Someone mentioned capital gains upthread, and I’m perfectly fine with taxing those gains as ordinary income (adjusted for inflation). Income is income, and you can make enough money in business without the government giving you some kind of handout in the form of preferential tax treatment. It should come as no surprise that whenever you tax one activity differently than another activity, you’re going to generate resentment between the people who engage in those different activities.

I’m curious – according to Duke of Rat’s quote, tax on long term capital gains is 15%. I assume that “the lower classes” do not benefit from capital gains (as has been said, it’s not THEIR capital that drives the economy). I also assume that 15% tax on capital gains is less than the tax that would be levied if that profit were considered income.

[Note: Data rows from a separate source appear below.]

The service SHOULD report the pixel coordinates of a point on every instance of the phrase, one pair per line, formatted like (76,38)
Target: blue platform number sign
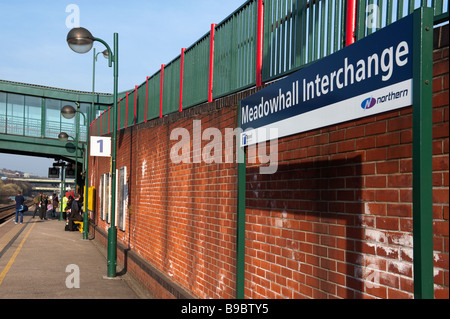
(100,146)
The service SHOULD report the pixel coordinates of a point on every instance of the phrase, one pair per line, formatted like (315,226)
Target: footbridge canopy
(30,119)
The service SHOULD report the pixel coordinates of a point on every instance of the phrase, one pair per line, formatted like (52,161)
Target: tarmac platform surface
(40,260)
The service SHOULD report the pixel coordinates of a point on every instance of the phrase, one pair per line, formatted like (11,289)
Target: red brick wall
(334,221)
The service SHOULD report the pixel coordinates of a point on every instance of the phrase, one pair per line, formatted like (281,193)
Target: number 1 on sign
(101,145)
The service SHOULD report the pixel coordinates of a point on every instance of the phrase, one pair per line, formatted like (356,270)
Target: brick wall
(334,221)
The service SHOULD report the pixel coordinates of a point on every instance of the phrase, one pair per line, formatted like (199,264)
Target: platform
(39,259)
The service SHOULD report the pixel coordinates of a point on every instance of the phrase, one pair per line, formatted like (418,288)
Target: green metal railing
(295,34)
(298,32)
(373,15)
(235,51)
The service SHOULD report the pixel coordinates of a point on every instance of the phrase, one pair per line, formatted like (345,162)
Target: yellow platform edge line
(13,258)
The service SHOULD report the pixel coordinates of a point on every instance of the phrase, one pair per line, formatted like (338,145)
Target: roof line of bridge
(54,93)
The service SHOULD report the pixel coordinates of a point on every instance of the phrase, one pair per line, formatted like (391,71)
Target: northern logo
(368,103)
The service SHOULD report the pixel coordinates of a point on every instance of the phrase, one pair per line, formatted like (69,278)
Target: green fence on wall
(295,34)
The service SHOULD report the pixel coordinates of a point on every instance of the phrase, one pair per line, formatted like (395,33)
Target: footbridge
(31,120)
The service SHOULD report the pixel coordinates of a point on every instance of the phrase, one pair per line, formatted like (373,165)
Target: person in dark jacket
(43,207)
(75,212)
(19,207)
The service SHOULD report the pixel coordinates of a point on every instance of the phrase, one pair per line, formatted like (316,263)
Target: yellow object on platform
(81,226)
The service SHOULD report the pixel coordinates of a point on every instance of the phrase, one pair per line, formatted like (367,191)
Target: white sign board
(100,146)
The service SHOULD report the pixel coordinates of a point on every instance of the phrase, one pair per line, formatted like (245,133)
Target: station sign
(100,146)
(371,76)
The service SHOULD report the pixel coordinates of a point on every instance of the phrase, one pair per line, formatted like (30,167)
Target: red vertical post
(146,98)
(118,116)
(351,22)
(211,62)
(181,80)
(135,103)
(259,43)
(126,110)
(109,112)
(161,90)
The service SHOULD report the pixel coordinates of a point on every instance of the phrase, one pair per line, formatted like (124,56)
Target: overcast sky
(151,32)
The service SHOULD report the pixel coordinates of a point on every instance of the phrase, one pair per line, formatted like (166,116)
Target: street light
(81,40)
(63,137)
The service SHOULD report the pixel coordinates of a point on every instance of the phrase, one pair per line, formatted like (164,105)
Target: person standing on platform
(43,207)
(36,202)
(75,212)
(19,207)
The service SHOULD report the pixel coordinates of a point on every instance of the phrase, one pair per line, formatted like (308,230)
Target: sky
(33,47)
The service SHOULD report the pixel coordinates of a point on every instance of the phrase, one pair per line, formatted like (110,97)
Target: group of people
(45,204)
(71,209)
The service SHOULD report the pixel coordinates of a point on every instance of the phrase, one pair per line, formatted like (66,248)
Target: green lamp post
(81,40)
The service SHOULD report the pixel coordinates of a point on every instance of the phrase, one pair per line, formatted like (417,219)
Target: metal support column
(422,153)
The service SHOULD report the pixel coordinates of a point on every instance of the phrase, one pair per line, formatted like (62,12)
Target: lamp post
(69,112)
(91,115)
(81,40)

In other words, those who cannot afford capital assets cannot get this lower tax rate (relative to their income tax). Those who can afford such assets receive the profit but only pay a partial tax amount on that income.

Do I have that right or am I missing something?

Shodan – on re-reading my last post, it sounded a bit snarky (particularly the THEIR in caps). I’m sorry if it came across that way; I’m honestly asking if I have the capital gains thing right (anyone, not just you).

Of course, if I do, I’m also wondering what the justification for the differing rates is. (Assuming there is one, other than “wealth preserving wealth”.)